Einen wirklichen Unterschied in der Welt zu machen und Ethik als eine wichtige Kennzahl zu betrachten, wird bald der Schlüssel zum erfolgreichen Geschäft sein. Wenn wir zur Entwicklung von Detecon als Unternehmen beitragen und auch wenn wir neue Geschäftsmodelle und Produkte für unsere Kunden entwerfen, behalten wir dies im Hinterkopf und beraten unsere Kunden entsprechend.

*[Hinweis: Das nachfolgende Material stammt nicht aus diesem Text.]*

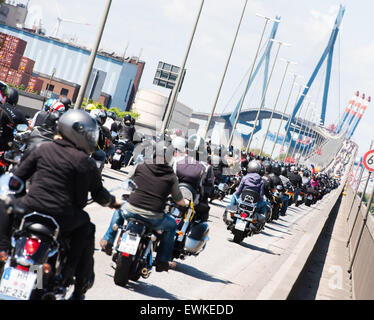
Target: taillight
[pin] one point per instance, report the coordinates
(32, 245)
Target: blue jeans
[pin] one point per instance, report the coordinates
(285, 199)
(166, 224)
(261, 206)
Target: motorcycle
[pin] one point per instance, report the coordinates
(133, 247)
(191, 234)
(242, 219)
(31, 270)
(121, 155)
(277, 203)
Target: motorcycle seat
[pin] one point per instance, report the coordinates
(39, 228)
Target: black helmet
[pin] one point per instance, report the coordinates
(276, 169)
(284, 171)
(112, 115)
(127, 119)
(254, 167)
(66, 102)
(196, 146)
(12, 97)
(3, 92)
(80, 128)
(268, 167)
(164, 152)
(99, 115)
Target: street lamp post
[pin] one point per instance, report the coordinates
(289, 122)
(267, 19)
(174, 93)
(264, 95)
(275, 104)
(82, 90)
(296, 115)
(303, 154)
(284, 111)
(303, 121)
(225, 71)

Ein letzter Punkt, den es 2018 zu beachten gilt, ist, dass Design Thinking zwar eine gängige Praxis für die Entwicklung geworden ist und es scheint, dass jeder, der einen Design Thinking-Kurs besucht hat, sich als Designer bezeichnen kann - und somit die Grenzen zwischen Anfängern und Experten verwischt. Wir müssen darauf hinweisen, dass Design nicht nur ein Werkzeug ist, um Probleme zu lösen, sondern mehr noch ein Potenzial, um sich von Mitbewerbern auf dem Markt deutlich zu unterscheiden.

Um effektives, nachhaltiges und erfolgreiches Design in Organisationen zu gewährleisten, muss es daher in ein organisatorisches Umfeld eingebettet werden, das ganzheitliche Designansätze fördert - die Kombination von Designhandwerk mit Prozessen, Rollen & Strukturen sowie Fähigkeiten. Während Methoden schnell erlernt werden können, kann das Handwerk des Designs selbst dies nicht. Die Kombination dieses differenzierenden Faktors, der tatsächlich überzeugende Erlebnisse schafft, mit der Datenperspektive wird den zukünftigen Vorteil für Organisationen darstellen.

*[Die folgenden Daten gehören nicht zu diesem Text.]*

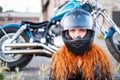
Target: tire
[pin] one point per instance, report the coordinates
(113, 44)
(14, 60)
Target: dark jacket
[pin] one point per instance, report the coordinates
(94, 64)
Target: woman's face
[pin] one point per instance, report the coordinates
(74, 33)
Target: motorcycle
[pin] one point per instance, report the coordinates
(20, 42)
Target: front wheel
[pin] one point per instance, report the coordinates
(13, 60)
(113, 44)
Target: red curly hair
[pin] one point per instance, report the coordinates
(64, 63)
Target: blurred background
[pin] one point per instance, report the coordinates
(14, 11)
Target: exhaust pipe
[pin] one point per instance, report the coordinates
(28, 48)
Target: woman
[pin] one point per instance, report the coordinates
(79, 58)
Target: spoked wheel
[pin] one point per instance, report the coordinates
(13, 60)
(113, 44)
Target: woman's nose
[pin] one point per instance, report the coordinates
(78, 34)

Im DEC haben wir uns entschieden, schon heute nach diesem Prinzip zu arbeiten. Unser funktionsübergreifender Data Thinking-Ansatz sowie die Experten im Co-Innovation DEC sind die perfekten Beispiele dafür, wie Detecon voranschreitet und auf den neuesten Trends in Technologie und Organisationsentwicklung surft.

Mit all dem wird es also ein wirklich spannendes Jahr 2018 werden.